Relative vs Absolute links

Currently the JSON schema for links does not require a URI formatting, to give the option for implementors to provide relative links. In general Catalog API's should aim for absolute links whenever possible. But Static Catalogs are potentially more portable if they can be implemented with relative links, so that every link doesn't need to be rewritten when the data is copied.

Examples

See the sample.json for a minimal example, as well as sample-full.json for a more fleshed example that contains a number of current best practices.
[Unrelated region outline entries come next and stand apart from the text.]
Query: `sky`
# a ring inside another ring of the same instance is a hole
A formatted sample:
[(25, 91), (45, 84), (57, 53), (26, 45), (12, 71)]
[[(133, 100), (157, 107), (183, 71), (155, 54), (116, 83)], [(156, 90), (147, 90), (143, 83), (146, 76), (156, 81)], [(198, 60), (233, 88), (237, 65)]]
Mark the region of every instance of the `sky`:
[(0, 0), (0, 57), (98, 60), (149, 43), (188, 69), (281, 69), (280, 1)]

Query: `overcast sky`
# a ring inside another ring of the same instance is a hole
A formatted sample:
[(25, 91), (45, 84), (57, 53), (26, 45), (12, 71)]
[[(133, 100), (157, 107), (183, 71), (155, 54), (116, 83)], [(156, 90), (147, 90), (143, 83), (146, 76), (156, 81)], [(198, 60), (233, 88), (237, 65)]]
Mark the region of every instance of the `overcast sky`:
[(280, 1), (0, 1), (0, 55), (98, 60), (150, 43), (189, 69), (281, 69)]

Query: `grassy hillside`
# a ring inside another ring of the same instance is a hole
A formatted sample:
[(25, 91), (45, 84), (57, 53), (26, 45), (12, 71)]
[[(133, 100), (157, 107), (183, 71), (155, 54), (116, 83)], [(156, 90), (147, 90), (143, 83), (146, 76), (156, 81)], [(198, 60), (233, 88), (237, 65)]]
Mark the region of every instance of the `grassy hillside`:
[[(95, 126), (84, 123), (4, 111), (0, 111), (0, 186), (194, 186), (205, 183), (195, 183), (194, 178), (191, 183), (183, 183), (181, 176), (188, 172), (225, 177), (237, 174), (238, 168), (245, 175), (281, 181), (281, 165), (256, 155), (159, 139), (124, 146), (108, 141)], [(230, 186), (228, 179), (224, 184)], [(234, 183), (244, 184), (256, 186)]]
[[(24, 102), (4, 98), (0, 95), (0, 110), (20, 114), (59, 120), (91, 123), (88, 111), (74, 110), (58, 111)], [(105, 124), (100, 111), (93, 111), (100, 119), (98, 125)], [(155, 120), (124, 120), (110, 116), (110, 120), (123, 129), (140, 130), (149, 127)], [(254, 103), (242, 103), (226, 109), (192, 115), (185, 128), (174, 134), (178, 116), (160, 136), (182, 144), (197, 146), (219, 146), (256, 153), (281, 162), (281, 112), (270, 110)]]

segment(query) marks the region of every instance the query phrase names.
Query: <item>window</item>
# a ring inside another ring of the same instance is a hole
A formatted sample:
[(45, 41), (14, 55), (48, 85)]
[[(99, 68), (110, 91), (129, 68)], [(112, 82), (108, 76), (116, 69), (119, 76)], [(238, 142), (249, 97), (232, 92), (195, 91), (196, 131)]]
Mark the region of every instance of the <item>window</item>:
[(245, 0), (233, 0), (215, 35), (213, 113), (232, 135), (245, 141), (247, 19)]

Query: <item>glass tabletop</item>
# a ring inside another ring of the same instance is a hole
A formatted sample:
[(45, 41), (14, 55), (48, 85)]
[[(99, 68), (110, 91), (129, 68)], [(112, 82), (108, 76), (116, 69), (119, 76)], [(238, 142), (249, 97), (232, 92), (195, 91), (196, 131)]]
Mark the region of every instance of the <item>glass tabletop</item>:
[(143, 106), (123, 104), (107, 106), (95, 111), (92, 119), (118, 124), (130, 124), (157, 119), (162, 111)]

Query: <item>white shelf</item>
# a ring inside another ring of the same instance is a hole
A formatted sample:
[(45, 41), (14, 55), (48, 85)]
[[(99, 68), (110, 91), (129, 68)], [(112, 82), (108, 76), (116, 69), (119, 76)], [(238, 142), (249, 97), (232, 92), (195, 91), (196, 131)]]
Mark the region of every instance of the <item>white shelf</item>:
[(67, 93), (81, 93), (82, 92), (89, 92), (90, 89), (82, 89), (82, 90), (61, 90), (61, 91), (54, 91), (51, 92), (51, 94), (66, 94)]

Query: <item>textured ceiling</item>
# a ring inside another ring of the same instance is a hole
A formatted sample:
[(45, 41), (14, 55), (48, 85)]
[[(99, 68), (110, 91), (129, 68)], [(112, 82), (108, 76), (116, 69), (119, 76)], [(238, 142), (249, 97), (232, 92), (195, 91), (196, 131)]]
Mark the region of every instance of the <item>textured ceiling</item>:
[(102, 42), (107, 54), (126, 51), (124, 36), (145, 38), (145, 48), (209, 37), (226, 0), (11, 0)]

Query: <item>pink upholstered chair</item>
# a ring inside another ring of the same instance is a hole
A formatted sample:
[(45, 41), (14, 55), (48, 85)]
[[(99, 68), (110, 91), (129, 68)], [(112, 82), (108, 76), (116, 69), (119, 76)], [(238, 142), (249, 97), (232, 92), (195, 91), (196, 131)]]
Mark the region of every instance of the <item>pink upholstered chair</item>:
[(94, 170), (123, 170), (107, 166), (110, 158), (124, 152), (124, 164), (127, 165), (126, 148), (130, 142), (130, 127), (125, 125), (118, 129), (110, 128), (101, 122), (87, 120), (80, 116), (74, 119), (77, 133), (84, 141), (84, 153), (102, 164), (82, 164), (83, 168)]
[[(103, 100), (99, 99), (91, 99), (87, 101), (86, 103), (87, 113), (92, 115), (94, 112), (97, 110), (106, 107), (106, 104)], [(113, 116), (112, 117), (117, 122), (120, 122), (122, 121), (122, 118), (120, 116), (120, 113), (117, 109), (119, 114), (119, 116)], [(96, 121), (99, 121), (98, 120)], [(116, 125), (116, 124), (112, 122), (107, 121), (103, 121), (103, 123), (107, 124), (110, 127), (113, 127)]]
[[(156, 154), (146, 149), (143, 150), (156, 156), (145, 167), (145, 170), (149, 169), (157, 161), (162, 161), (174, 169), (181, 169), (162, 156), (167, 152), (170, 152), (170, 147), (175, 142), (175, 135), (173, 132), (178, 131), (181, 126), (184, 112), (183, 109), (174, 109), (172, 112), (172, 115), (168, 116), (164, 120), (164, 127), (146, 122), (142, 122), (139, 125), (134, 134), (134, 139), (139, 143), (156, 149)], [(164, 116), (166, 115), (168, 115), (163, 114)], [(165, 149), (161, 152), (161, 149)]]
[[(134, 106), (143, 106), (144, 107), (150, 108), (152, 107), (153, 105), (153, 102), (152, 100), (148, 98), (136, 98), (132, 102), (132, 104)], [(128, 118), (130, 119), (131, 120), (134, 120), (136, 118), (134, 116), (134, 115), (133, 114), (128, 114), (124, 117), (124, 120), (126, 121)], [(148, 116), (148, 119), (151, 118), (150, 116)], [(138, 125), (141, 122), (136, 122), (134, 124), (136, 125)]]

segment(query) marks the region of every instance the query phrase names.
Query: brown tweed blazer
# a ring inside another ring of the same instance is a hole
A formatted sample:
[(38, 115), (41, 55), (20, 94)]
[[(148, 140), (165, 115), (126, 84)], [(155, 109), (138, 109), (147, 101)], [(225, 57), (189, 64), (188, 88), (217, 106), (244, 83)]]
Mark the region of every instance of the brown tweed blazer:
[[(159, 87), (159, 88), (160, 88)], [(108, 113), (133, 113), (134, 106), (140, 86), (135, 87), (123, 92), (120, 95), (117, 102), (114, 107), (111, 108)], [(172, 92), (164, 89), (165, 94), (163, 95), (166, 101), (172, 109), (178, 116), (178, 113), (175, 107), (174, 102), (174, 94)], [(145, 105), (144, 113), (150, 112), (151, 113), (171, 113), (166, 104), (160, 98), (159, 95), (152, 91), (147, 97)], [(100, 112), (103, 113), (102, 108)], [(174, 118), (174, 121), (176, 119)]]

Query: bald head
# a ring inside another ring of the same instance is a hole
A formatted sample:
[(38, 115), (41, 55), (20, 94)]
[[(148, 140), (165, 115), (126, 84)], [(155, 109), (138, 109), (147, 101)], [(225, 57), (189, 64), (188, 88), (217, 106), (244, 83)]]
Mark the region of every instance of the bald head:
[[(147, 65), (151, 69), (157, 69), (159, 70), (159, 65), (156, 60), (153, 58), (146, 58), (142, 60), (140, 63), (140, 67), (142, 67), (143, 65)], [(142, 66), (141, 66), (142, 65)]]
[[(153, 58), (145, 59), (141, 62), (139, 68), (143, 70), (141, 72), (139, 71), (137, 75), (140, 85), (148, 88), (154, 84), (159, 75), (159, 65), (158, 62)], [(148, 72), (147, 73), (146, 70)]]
There are also a few more real world inspired samples in the examples/ folder.

Schema Validation

Any JSON Schema validation tool can be used, just run the json data to test against the stac-item.json schema, and be sure to include geojson.json schema in the testing.

See the README for instructions on how to install and run a javascript validator.

Warning - Not all validation is fully complete. The validator does not yet check for self links. The href checking is probably too loose right now, it just checks for a string, see the 'relative vs absolute links' section above for reasons why.